Censorship can also affect the localized versions of the games and require obscuring mature themes, altering graphics or removing parts of some scenes. This was common in the NES and SNES eras but less drastic later on once video game content rating systems were established.[1] This also goes the other way, for instance with Final Fantasy XII, in which a sequence involving violence on a female character was censored in the Japanese version but restored in the American and European releases.[2]

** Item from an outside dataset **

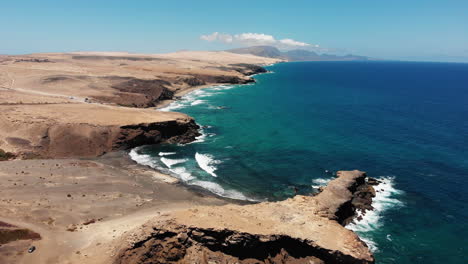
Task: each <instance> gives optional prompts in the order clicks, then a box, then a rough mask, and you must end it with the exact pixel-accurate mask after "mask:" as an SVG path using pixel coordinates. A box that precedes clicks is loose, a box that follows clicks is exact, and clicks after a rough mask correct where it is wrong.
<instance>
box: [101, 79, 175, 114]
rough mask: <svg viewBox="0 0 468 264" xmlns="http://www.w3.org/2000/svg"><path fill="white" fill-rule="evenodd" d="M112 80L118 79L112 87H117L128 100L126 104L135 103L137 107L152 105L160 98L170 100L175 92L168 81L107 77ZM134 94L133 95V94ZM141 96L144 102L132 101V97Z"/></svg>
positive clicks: (135, 104) (121, 96) (139, 96)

Gameplay may also be altered when it is felt that a game might be too easy or difficult for the Western audience.[2] Some of the older Final Fantasy titles were altered to be more easy to play in the West than in Japan, though their remakes and ports have generally restored the difficulty.[1] On the other hand, Final Fantasy XII: Revenant Wings was made more difficult in localized versions because the Western market was judged "more familiar" with the real-time strategy genre than the Japanese market.[4]

Additional content

The localized versions sometimes expand on the original games. For example, when Honeywood found contradictions in the story of Chrono Cross, he worked with Masato Kato, the director and scenario writer of the game, to rewrite sections and add explanatory dialogue which was not in the original version. For Dragon Quest VIII: Journey of the Cursed King, voice-overs and orchestral music were recorded for the Western releases, while the original Japanese version did not have them.[1] Generally, gameplay content left out of the original game due to time constraints may be completed and added in the localized versions.[2] Sometimes, the expanded, localized games are re-released in Japan (usually based on a direct port of the North American releases, with only text translated back in Japanese and Japanese subtitles to English dialogue) and branded as "international versions," and if the North American release has been censored, the international version of the game might possibly get a lower content rating than the original Japanese version.

Releases

In 2008, Square Enix expressed willingness to make worldwide "simultaneous releases the norm".[5] Concerning Final Fantasy XI, producer Hiromichi Tanaka had stated that while Japanese/North American/Australian simultaneous releases are possible due to only translating Japanese to English, it was not possible for European countries due to the difficulty of finding good Japanese-to-European-languages translators, and the fact that second-hand translations from the English would be akin to "Chinese whispers".[6]